Acquisition: On April 24, 2023, we completed the purchase of Coast Mountain Resources (2020) Ltd. (“CMR”) for approximately $26.9 million in cash, subject to certain adjustments. CMR is a construction aggregate producer based in British Columbia, Canada operating on Malahat First Nation land. CMR results are reported in the Materials segment. This acquisition did not have a material impact on our financial statements.
In accordance with the Financial Accounting Standards Board ("FASB") Accounting Standards Codification (“ASC”) Topic 805, Business Combinations, the total purchase price and assumed liabilities were allocated based on their estimated fair values as of April 24, 2023. The tangible assets acquired and liabilities assumed were approximately $29.2 million and $7.1 million, respectively, resulting in acquired goodwill of $4.8 million.
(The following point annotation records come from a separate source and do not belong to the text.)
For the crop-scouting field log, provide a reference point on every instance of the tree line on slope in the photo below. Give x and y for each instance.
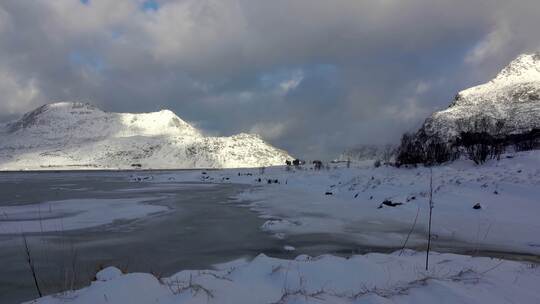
(483, 140)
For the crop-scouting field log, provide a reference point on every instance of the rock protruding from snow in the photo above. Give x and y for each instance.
(81, 136)
(511, 99)
(107, 274)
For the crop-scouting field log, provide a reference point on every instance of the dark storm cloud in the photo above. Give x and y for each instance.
(312, 77)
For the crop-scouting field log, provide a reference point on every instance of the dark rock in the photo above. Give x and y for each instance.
(389, 203)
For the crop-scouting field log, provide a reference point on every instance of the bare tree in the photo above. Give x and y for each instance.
(430, 213)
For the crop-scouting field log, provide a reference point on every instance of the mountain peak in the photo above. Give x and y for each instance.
(80, 135)
(512, 98)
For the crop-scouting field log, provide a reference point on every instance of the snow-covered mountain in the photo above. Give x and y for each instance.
(70, 135)
(368, 152)
(512, 98)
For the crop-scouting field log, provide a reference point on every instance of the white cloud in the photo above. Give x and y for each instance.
(17, 95)
(491, 45)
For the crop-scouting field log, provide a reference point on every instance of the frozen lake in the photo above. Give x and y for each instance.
(75, 222)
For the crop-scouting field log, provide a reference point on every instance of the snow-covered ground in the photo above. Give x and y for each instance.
(371, 278)
(346, 203)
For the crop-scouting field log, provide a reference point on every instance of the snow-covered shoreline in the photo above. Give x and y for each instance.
(347, 202)
(370, 278)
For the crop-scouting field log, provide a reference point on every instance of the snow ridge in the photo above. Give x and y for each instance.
(512, 97)
(81, 136)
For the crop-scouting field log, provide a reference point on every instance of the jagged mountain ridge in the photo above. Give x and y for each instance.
(512, 98)
(81, 136)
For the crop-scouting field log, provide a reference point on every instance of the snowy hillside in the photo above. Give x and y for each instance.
(368, 152)
(512, 98)
(80, 136)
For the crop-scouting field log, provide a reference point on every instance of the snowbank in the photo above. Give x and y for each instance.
(371, 278)
(345, 203)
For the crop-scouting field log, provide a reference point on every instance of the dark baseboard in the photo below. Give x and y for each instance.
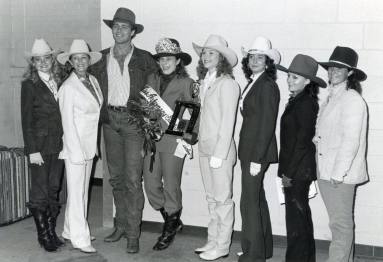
(361, 251)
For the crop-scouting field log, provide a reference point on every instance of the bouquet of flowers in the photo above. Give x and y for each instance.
(147, 115)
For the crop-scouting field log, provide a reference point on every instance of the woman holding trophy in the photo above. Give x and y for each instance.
(162, 177)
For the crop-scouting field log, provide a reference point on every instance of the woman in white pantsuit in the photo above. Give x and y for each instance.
(219, 95)
(341, 142)
(80, 100)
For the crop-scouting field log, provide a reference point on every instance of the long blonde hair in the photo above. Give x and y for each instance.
(57, 71)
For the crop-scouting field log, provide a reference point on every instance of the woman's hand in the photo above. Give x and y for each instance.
(335, 182)
(255, 168)
(36, 158)
(286, 181)
(215, 162)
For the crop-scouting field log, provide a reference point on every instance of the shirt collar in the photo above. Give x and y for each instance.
(256, 75)
(128, 54)
(334, 90)
(44, 76)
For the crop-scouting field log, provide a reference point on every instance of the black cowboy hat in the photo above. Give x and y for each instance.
(345, 57)
(305, 66)
(125, 15)
(171, 47)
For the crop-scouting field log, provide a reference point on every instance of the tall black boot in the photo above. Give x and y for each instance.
(51, 219)
(172, 225)
(42, 230)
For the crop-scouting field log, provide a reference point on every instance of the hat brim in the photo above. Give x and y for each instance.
(225, 51)
(138, 28)
(272, 54)
(29, 55)
(185, 57)
(315, 79)
(94, 57)
(359, 74)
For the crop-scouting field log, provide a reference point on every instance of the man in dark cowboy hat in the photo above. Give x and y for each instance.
(122, 73)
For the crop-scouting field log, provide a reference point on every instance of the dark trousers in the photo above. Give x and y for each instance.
(163, 184)
(123, 143)
(299, 225)
(256, 235)
(46, 183)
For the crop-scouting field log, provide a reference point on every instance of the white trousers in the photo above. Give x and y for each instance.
(76, 226)
(218, 183)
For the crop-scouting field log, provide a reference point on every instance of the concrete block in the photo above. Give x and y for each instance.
(373, 36)
(360, 11)
(375, 168)
(368, 224)
(375, 142)
(371, 61)
(370, 195)
(375, 116)
(322, 11)
(372, 89)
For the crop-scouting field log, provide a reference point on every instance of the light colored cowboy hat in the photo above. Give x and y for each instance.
(219, 44)
(171, 47)
(305, 66)
(345, 57)
(79, 46)
(125, 15)
(262, 45)
(40, 47)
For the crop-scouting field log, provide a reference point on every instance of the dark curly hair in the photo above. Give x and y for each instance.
(312, 89)
(270, 70)
(223, 68)
(58, 71)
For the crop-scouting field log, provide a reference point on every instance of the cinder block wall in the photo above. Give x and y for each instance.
(21, 21)
(312, 27)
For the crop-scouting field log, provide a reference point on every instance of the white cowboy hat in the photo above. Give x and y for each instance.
(219, 44)
(40, 47)
(262, 45)
(79, 46)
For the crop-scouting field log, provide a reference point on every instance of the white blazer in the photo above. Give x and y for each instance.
(217, 119)
(341, 138)
(80, 113)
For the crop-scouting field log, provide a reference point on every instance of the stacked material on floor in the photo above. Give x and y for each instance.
(14, 185)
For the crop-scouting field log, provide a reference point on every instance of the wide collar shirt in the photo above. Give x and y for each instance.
(254, 78)
(49, 82)
(206, 83)
(118, 82)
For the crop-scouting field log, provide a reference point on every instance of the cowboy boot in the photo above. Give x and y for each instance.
(51, 219)
(42, 230)
(171, 226)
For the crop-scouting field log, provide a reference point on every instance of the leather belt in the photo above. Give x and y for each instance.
(118, 108)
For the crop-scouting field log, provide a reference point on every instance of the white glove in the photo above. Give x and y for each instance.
(215, 162)
(254, 168)
(36, 158)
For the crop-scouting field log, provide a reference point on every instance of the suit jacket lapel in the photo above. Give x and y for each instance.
(83, 89)
(213, 86)
(46, 92)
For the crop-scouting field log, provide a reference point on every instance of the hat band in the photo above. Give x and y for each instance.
(342, 63)
(256, 51)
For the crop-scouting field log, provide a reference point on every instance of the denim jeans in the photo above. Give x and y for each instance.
(123, 143)
(46, 183)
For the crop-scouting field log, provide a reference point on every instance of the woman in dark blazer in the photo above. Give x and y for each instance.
(163, 183)
(297, 166)
(257, 147)
(42, 132)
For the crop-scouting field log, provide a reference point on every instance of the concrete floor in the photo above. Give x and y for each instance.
(18, 244)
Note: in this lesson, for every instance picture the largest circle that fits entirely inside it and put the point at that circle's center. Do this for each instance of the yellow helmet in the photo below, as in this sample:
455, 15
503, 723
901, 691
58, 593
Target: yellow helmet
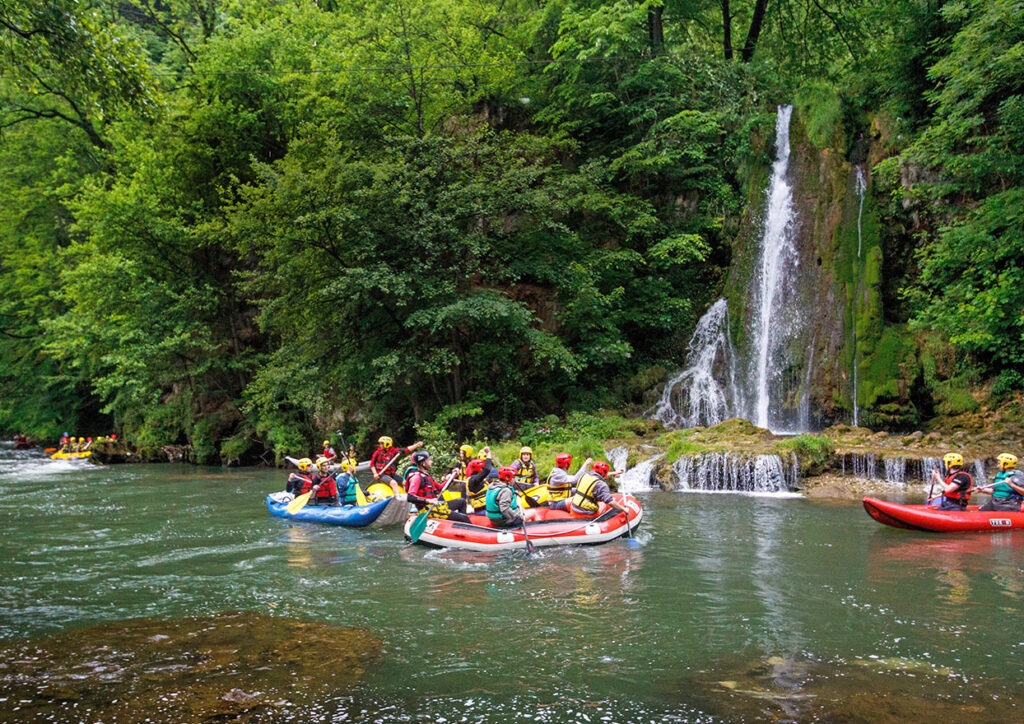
953, 460
1007, 461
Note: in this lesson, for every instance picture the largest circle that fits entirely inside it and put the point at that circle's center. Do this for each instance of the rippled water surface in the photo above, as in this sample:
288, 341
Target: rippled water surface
735, 607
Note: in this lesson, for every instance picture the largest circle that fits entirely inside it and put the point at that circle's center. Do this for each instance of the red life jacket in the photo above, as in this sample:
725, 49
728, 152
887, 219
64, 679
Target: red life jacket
423, 484
960, 494
328, 488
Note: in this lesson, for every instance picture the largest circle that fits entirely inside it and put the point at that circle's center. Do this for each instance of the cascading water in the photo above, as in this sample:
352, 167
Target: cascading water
696, 396
735, 473
861, 186
777, 316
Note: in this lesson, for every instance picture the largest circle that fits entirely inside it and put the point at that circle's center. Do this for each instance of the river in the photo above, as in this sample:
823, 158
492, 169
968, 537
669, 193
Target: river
734, 608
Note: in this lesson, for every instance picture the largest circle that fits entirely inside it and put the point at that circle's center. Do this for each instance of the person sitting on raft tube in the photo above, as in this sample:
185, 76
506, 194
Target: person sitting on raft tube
559, 481
1008, 487
525, 469
590, 493
424, 492
384, 461
465, 458
302, 480
956, 486
502, 504
325, 487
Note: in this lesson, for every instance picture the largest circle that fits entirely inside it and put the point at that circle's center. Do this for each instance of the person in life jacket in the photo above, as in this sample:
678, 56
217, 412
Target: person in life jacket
1008, 487
300, 481
465, 457
325, 487
346, 481
956, 486
476, 484
559, 481
590, 493
383, 463
502, 504
525, 469
424, 492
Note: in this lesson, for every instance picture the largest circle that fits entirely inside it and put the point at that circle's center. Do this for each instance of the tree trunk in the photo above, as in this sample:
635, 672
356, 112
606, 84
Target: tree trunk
654, 29
726, 31
752, 35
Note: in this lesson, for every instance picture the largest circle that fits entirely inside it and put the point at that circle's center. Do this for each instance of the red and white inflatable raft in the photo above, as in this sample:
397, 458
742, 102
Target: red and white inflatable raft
554, 527
926, 517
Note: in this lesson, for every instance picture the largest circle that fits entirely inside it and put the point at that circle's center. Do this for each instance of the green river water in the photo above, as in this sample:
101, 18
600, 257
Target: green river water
734, 608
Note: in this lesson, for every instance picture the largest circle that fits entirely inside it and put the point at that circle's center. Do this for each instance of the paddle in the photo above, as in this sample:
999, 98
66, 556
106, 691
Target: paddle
420, 523
299, 503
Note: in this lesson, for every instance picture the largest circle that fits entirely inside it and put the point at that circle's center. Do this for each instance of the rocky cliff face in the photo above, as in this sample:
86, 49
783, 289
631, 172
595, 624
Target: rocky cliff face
845, 357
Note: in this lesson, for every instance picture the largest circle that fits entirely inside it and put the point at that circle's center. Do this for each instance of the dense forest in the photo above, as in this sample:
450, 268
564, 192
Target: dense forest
237, 224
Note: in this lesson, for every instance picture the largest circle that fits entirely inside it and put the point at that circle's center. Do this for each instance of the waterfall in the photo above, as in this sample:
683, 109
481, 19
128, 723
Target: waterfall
861, 186
776, 312
735, 473
695, 397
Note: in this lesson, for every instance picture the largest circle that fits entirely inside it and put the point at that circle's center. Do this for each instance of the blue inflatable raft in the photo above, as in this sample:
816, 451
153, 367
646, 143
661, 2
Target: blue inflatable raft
385, 512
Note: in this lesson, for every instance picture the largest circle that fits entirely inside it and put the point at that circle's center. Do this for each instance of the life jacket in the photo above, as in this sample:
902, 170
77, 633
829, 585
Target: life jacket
558, 492
428, 487
491, 502
1004, 491
299, 483
960, 495
347, 494
525, 473
583, 499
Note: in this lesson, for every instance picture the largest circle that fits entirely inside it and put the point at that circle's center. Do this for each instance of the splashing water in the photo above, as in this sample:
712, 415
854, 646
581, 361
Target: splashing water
776, 314
695, 397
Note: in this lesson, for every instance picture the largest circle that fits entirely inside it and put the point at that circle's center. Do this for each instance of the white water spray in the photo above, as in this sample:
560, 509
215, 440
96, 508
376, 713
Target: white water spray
776, 272
695, 397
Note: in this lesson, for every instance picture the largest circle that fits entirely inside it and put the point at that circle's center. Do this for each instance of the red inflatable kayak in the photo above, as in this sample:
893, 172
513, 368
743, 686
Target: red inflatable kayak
925, 517
555, 527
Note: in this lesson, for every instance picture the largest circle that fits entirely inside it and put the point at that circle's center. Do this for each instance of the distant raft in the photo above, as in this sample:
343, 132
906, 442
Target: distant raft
554, 528
71, 456
926, 517
385, 512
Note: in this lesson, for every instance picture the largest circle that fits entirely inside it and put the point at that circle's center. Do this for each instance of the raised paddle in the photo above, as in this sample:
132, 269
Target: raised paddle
420, 523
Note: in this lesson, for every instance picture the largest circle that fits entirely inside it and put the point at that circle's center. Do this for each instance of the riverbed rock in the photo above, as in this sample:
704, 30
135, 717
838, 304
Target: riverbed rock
235, 667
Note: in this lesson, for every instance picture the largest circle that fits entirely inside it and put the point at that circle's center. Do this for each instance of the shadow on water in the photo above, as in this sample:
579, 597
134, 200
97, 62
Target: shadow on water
233, 667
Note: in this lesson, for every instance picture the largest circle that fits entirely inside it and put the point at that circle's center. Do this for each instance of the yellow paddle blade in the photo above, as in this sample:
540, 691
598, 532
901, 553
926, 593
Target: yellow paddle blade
299, 503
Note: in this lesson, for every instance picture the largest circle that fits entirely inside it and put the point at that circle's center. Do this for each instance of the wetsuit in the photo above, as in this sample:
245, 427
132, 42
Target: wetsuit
1006, 498
958, 498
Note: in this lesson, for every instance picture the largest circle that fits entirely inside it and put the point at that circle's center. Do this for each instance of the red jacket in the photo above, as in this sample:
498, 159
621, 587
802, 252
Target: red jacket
384, 460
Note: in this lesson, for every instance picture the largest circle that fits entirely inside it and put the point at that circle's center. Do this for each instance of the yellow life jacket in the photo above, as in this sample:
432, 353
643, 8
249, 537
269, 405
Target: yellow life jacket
558, 493
583, 498
524, 475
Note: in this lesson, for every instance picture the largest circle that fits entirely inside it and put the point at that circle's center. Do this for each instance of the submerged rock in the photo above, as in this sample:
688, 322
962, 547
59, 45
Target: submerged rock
228, 667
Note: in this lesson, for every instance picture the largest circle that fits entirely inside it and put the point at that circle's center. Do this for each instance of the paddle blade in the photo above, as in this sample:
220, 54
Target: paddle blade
418, 526
299, 503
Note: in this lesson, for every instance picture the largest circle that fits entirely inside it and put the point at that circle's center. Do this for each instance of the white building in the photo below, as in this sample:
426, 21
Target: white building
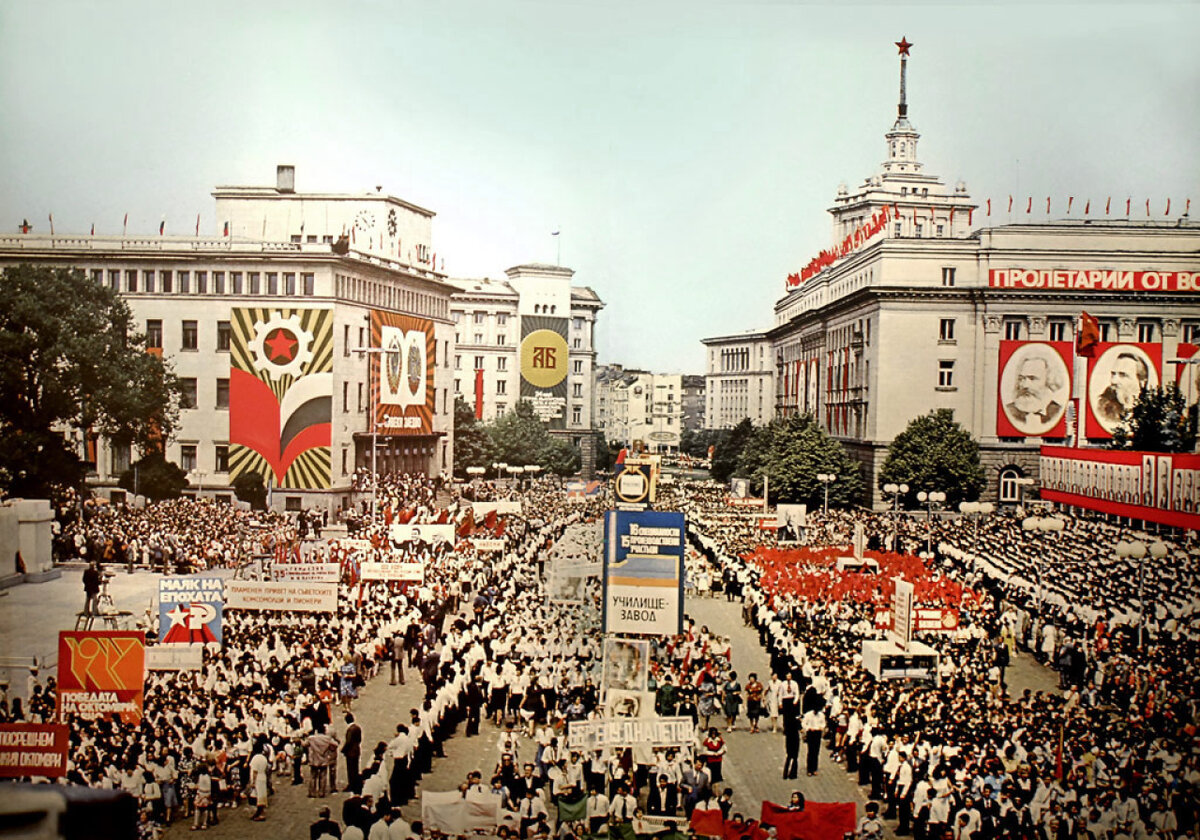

The tangible assets balance consists primarily of equipment, vehicles and the right-to-mine which are reported in Property and equipment, net. The estimated allocation is subject to revision during the measurement period, which may result in adjustments to the values presented herein. We expect to finalize these amounts within 12 months from the acquisition date.
Impairment charges: During the third quarter of 2023, we made the decision to wind down our international Mineral Services operations. We perform goodwill impairment tests annually as of November 1 and more frequently when events and circumstances occur that indicate a possible impairment of goodwill. In response to this change in the business, we performed an interim goodwill impairment test on the Mountain Group Construction reporting unit, which resulted in a non-cash impairment charge. We also assessed the long-lived tangible assets and amortizable intangible assets associated with these Mineral Services operations. We recorded a total of $4.5 million of non-cash impairment charges during the three and nine months ended September 30, 2023 related to the wind down of international Mineral Services operations, which are included in other costs on our condensed consolidated statement of operations.
Seasonality: Our operations are typically affected more by weather conditions during the first and fourth quarters of our fiscal year which may alter our construction schedules and can create variability in our revenues and profitability. Therefore, the results of operations for the three and nine months ended September 30, 2023 are not necessarily indicative of the results to be expected for the full year.